Trente ans après, alors que nous disposons de médicaments pour traiter le VIH, 56,000 nouvelles infections sont recensées chaque année aux États-Unis. Les programmes d'éducation et de prévention n'ont pas changé depuis les années 1980 et sont tragiquement inadéquats. Le Congrès américain s'est engagé à réduire même le budget des programmes d'éducation pourtant faible. Chaque année, 27% des nouveaux cas d'infection à VIH se déclarent chez les femmes - ce qui annonce une épidémie hétérosexuelle qui n'en est qu'à ses débuts.

Pour mettre fin à l'épidémie du sida aux États-Unis, nous devons reconnaítre qu'elle constitue un risque pour la société entière et prendre les mesures nécessaires pour arrêter la propagation de cette maladie mortelle. Toute personne qui est associée au système de soins de santé devrait subir un test de dépistage du VIH, des maladies sexuellement transmissibles et des maladies qui peuvent être mortelles. Lorsqu'une personne a un test positif, elle devrait être conseillée et avoir accès aux traitements anti-VH, ce qui aurait comme autre avantage de réduire la transmission de la maladie et éventuellement d'éliminer les infections de la société. Enfin, les autorités de la santé publique devraient assurer le suivi des personnes infectées recensées qui ne prennent pas de médicaments antirétroviraux afin de les éduquer et de les persuader de se protéger et de protéger leurs partenaires.
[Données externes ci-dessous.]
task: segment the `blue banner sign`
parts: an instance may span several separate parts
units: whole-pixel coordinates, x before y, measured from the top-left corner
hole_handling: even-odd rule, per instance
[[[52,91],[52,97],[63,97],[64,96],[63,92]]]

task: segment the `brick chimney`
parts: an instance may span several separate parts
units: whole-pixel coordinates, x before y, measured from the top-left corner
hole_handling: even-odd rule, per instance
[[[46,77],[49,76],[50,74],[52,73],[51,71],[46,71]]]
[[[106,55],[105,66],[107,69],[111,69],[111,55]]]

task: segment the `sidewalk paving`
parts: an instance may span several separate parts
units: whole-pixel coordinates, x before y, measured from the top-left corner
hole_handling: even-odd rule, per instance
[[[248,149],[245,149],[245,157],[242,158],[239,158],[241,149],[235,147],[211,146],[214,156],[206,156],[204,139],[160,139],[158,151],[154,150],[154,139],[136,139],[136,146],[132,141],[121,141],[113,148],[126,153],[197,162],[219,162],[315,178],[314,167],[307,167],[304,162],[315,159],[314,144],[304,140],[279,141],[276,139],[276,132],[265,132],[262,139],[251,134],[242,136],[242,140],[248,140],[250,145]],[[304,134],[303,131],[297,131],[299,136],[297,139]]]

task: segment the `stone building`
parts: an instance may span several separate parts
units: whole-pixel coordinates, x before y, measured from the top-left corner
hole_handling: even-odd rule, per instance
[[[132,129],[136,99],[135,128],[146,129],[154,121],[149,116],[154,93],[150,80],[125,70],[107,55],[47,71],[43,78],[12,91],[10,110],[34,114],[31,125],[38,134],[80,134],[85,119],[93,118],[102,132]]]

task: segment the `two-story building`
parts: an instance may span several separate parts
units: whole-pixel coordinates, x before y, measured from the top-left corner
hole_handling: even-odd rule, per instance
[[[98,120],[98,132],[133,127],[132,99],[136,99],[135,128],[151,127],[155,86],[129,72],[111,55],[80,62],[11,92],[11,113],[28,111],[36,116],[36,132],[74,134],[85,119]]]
Y a-t-il une leçon à tirer de cette histoire sordide? Oui. La leçon, c'est que l'activisme social et politique des personnes conscientes de la menace est essentiel pour pousser les gouvernements locaux et régionaux à agir. Les gouvernements sont nécessaires, même essentiels, mais ils sont empêtrés dans la tradition. Ils sont persuadés que la voie qu'ils ont suivie jusqu'ici est celle qu'il faut continuer de suivre. L'histoire nous a montré à maintes reprises qu'une telle attitude conduisait à la catastrophe et que la situation ne pouvait changer qu'avec la mobilisation de personnes clairvoyantes et progressistes qui ne veulent plus rester silencieuses. Combien d'hommes sont morts lors de la Deuxième guerre mondiale parce que les généraux ont refusé de voir que les concepts de guerre avaient changé? Combien de civils sont morts en Irak et en Afghanistan parce les militaires n'ont pas reconnu que les bombardements de saturation sur zone et la mort de femmes et d'enfants ne pouvaient pas gagner une guerre de guérilla? Pourquoi des milliers de personnes sont mortes à cause du sang contaminé ? Parce que les banques de sang étaient convaincues que leurs procédures étaient sûres et immuables. Nous ne gagnerons jamais la guerre contre le VIH/sida en utilisant les outils qui nous ont fait défaut par le passé. Nous devons avoir le courage d'agir et de parler et demander au gouvernement de mener une action efficace, guidée par la compassion.